The European Court of Human Rights (ECtHR) ruled on Tuesday that Turkey violated the European Convention on Human Rights by detaining 82 judges and prosecutors after a failed 2016 coup against President Recep Tayyip Erdoğan, holding that Turkey is to pay each applicant 5,000 euros in non-pecuniary damages.
The ECtHR ruled in the case of Güngör and Others v. Türkiye that the suspicion which formed the basis for the 82 applicants’ pretrial detention was not reasonable, pointing out that the evidence in the applicants’ files did not justify the measure.
“The Court also notes that as regards some of the applicants, the Government have referred to the existence of witness statements justifying the measures in question. It observes, however, that there are no statements in the case files referring to concrete and specific facts that may have given rise to a reasonable suspicion against the applicants concerned at the material time,” the ECtHR said.

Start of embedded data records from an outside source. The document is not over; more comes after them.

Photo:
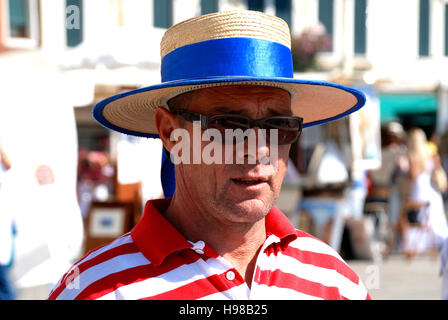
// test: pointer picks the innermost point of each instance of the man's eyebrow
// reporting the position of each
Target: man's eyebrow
(225, 110)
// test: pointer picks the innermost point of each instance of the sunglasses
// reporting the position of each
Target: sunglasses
(288, 127)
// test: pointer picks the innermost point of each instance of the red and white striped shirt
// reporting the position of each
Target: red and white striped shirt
(155, 261)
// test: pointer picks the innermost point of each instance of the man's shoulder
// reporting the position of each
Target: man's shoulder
(312, 251)
(307, 243)
(318, 265)
(95, 272)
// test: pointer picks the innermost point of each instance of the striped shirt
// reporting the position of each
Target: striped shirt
(155, 261)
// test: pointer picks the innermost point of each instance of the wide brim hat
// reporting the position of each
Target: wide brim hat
(226, 48)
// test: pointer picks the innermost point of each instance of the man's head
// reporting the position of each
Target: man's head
(237, 192)
(207, 53)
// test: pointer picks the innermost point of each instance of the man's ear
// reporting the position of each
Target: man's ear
(166, 122)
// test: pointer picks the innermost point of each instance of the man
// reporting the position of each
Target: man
(227, 112)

With this ruling, along with the rulings in the cases of Turan and Others v. Türkiye, Acar and Others v. Türkiye, Ataman and Others v. Türkiye, Bayram and Others v. Türkiye, Geleş and Others v. Türkiye, Ulusoy and Others v. Türkiye, Sevinç and Others v. Türkiye and Moral and Others v. Türkiye the number of judges and prosecutors whose applications have been upheld by the ECtHR in their cases against Turkey has risen to 929.

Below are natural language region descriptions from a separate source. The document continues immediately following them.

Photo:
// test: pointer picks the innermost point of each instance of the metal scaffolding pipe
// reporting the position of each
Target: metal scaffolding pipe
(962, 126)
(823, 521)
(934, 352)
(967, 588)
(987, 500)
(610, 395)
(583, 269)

Members of the Turkish judiciary had been arrested after the failed coup as part of a mass crackdown on the Gülen movement, inspired by Turkish cleric Fethullah Gülen, whom Erdoğan blames for the coup attempt. Gülen and the movement deny any involvement.

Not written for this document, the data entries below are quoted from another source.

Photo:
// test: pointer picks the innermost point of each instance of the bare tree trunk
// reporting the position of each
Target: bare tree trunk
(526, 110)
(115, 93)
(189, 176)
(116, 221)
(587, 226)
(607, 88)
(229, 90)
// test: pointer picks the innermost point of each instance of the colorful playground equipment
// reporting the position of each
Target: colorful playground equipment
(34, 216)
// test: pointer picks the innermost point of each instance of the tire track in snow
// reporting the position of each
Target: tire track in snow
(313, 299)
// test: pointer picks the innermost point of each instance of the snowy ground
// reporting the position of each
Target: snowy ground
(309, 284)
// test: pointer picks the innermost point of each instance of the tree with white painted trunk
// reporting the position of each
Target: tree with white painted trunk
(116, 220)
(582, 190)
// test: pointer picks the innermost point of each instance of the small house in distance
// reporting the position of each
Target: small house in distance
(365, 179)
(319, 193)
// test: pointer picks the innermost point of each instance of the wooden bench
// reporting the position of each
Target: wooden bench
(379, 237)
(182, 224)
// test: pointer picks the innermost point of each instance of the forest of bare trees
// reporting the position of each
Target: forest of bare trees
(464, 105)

Following the abortive putsch, the Turkish government declared a state of emergency and carried out a massive purge of state institutions under the pretext of an anti-coup fight. More than 130,000 public servants, including 4,156 judges and prosecutors, as well as 29,444 members of the armed forces, were summarily removed from their jobs for alleged membership in or relationships with “terrorist organizations” by emergency decree-laws subject to neither judicial nor parliamentary scrutiny.